Lab time is always time well spent.

The push to get a website out for my wife brought to light my neglect of my authentication site, both in function and style. As one of the ongoing projects at work has been centered around Identity Server, a refresher course would help my cause. So over the last week, I dove into my Identity Server to get a better feel for the function and to push some much needed updates.

Function First

I had been running Identity Server 4 in my local environments for a while. I wanted a single point of authentication for my home lab, and since Identity Server has been in use at my company for a few years now, it made sense to continue that usage in my lab environment.

I spent some time over the last few years expanding the Quickstart UI to allow for visual management of the Identity Server. This includes utilizing the Entity Framework integration for the configuration and operational stores and the ASP.NET Identity integration for user management. The system works exactly as expected: I can lock down APIs or UIs under single authentication service, and I can standardize my authentication and authorization code. It has resulted in way more time for fiddling with new stuff.

The upgrade from Identity Server 4 to Identity Server 5 (now under Duende’s Identity Server) was very easy, thanks to a detailed upgrade guide from the folks at Duende. And, truthfully, I left it at that for a few months. Then I got the bug to use Google as an external identity provider. After all, what would be nicer than to not even have to worry about remembering account passwords for my internal server?

When I pulled the latest quick start for Duende, though, a lot had changed. I spent at least a few hours moving changes in the authorization flow to my codebase.

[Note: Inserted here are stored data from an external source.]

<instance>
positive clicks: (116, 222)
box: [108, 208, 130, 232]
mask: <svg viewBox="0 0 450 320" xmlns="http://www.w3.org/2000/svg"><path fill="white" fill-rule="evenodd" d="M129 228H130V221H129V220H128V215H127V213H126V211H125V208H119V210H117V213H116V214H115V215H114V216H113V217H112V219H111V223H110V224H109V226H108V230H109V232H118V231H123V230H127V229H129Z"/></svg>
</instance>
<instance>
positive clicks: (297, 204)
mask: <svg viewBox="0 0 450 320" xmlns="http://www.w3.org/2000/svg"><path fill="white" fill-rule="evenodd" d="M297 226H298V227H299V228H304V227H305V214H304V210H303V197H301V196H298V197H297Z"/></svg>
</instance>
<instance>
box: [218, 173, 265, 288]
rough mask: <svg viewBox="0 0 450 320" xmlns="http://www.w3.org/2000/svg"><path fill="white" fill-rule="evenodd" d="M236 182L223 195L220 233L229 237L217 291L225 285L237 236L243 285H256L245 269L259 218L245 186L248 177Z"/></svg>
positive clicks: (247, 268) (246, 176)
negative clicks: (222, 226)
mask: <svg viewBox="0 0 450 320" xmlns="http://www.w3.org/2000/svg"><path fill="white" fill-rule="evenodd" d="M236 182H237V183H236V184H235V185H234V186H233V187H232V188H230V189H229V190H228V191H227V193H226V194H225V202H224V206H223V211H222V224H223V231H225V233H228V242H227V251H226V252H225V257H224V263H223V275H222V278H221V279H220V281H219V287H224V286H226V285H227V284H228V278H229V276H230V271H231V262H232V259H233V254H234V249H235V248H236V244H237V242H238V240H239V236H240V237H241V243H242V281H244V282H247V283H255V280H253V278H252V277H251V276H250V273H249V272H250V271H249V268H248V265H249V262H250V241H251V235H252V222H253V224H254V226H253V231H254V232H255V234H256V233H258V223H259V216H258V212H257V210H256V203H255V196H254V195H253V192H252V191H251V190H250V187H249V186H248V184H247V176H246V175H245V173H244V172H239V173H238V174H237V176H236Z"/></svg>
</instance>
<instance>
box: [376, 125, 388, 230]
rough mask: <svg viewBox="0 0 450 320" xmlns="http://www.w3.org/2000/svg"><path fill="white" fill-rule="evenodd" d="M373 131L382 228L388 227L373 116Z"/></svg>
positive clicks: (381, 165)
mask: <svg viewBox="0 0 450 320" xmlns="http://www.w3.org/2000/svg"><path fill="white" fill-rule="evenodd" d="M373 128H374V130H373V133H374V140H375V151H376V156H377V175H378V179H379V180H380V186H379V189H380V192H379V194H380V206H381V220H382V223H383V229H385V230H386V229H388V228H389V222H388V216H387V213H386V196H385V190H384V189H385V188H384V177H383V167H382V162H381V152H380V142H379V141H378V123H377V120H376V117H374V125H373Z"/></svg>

The journey was worth it, however: I now have a working authentication provider which is able to use Google as an identity provider.

Style next

As I was messing around with the functional side, I got pretty tired of the old CoreUI theme I had applied some years ago. I went looking for a Bootstrap 5 compatible theme, and found one in PlainAdmin. It is simple enough for my identity server, but a little more crisp than the old Core UI.

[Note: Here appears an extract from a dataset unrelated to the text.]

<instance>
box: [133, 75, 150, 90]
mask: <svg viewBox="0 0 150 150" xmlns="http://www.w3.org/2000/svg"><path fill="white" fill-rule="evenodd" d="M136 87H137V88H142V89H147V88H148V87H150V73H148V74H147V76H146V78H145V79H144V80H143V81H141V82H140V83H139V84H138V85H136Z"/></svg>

As is the case with many a software project, the functional changes took a few hours, the visual changes, quite a bit longer. I had to shuffle the layout to better conform with PlainAdmin’s templates, and I had a hell of a time stripping out old scss to make way for the new scss. I am quite sure my app is still bloated with unnecessary styles, but cleaning that up will have to wait for another day.

And finally a logo…

What’s a refresh without a new logo?

A little background: spyder007, in some form or another, has been my online nickname/handle since high school. It is far from unique, but it is a digital identity I still use. So Spydersoft seemed like a natural name for private projects.

I started with a spider logo that I found with a good creative commons license. But I wanted something a little more, well, plain. So I did some searching and found a “web” design that I liked with a CC license. I edited it to be square, which had the unintended affect of making the web look like a cube… and I liked it.

The new Spydersoft logo

So with about a week’s worth of hobby-time tinkering, I was able to add Google as an identity provider and re-style my authentication site. As I’m the only person that sees that sight, it may seem a bit much, but the lessons learned, particularly around the identity server functional pieces, have already translated into valuable insights for the current project at work.